O BRB enfrenta outros problemas graves. O banco teve um rombo bilionário. Esse prejuízo veio de operações irregulares ligadas ao Banco Master. Além disso, o governo do Distrito Federal busca renegociar dívidas. Firmou um acordo com a União para obter R$ 6,6 bilhões. Esse dinheiro viria do Fundo Garantidor de Créditos.
O ministro Luiz Fux, do STF, homologou o acordo em junho.
A falta do balanço também prejudica a imagem do banco.

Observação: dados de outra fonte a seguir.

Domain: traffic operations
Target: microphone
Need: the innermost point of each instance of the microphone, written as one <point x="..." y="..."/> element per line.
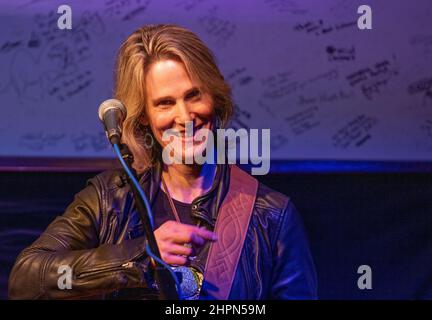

Investidores perdem a confiança sem informações claras. Isso aumenta a volatilidade dos papéis. Portanto, o desgaste da instituição cresce no mercado.
Outras punições podem vir além das multas. A CVM pode incluir o BRB na lista de emissores inadimplentes. O banco também corre risco de sofrer processos administrativos. Em casos extremos, a autarquia pode suspender ou cancelar o registro de companhia aberta. Isso impediria a negociação das ações na bolsa.
O Banco Central também pode aplicar outras medidas. O fim das multas diárias não impede novas fiscalizações. Por isso, a situação do BRB continua delicada.